Prime Minister Jacinda Ardern is batting away criticism over the Government admitting the cost of a three-bedroom KiwiBuild home in Auckland is likely to be $50,000 more than projected before the election.
Speaking to Radio New Zealand’s Guyon Espiner on Tuesday morning, Ardern admitted the $600,000 price-point Labour campaigned on before the election was based on modelling done two years ago.
Since then the cost of land has gone up and building costs have increased by 5%, upping the price of a larger KiwiBuild home to $650,000.
At this price, a buyer would most likely need a $130,000 deposit.
Ardern admitted $650,000 was still unaffordable for “too many people”, but noted the alternative was paying around a $1 million for an Auckland home.
“We don’t accept that and so that is why we have a really ambitious plan,” she said.
“People are saying we may fail. I would rather try than do nothing at all.”
Ardern said the Government was “looking to speak openly with the banking industry” about a shared equity model, where a bank would take a stake in a house to lower the initial cost. Included in the policy programme within the Labour-Greens confidence and supply agreement is a call to deliver innovative home ownership models within the State and broader community housing programme.
She also mentioned the existing Welcome Home Loan scheme, whereby Housing New Zealand can underwrite home loans issued by selected banks so that first home buyers only need a 10% deposit (banks usually require a 20% deposit).

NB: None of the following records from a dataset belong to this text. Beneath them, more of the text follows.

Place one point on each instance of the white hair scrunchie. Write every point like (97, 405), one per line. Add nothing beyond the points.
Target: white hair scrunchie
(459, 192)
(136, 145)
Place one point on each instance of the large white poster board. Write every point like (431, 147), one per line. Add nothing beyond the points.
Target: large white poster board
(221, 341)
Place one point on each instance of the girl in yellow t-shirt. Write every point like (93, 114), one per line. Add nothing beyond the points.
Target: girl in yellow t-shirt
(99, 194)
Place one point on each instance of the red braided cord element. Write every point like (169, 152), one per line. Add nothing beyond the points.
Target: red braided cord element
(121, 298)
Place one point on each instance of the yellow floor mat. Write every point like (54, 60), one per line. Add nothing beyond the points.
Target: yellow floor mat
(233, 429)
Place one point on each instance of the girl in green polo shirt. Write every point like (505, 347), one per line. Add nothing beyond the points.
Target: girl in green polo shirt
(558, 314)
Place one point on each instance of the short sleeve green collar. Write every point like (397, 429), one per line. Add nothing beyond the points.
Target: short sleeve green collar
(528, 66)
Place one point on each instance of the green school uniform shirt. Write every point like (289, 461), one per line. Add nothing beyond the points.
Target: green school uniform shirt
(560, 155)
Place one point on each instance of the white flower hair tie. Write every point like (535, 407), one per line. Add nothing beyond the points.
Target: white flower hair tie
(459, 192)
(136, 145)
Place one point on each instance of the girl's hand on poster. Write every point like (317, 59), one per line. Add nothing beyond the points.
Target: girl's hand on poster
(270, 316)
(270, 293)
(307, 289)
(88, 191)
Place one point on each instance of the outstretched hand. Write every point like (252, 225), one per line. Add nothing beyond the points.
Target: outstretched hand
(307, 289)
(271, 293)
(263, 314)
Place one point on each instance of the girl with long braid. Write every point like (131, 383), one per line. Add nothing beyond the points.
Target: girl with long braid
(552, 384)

Ardern acknowledged the Government was working with the private sector to underwrite houses off the plan further to some developments stalling due to credit drying up.
Yet she said the majority of homes would be directly developed by the Government.
They are houses that wouldn’t exist without the Government’s involvement, she affirmed.
She said work is underway to redevelop Housing New Zealand sites for both Housing New Zealand and KiwiBuild.
The Government is also working with iwi and other developers to build homes on “re-purposed” land.
And then there’s large scale urban development projects like that at Unitec, where around 3000 homes will be built.
Altogether, the Government has pledged to spend $2 billion on its KiwiBuild programme to build 100,000 affordable houses over the next decade.
Meanwhile, National leader Simon Bridges says it’s likely KiwiBuild house prices will continue going up as the Government isn’t doing enough to increase supply.
“Effectively KiwiBuild is coming in and buying up what was already happening and slapping a KiwiBuild label on it,” he said.
“The test for them has been around additional houses.”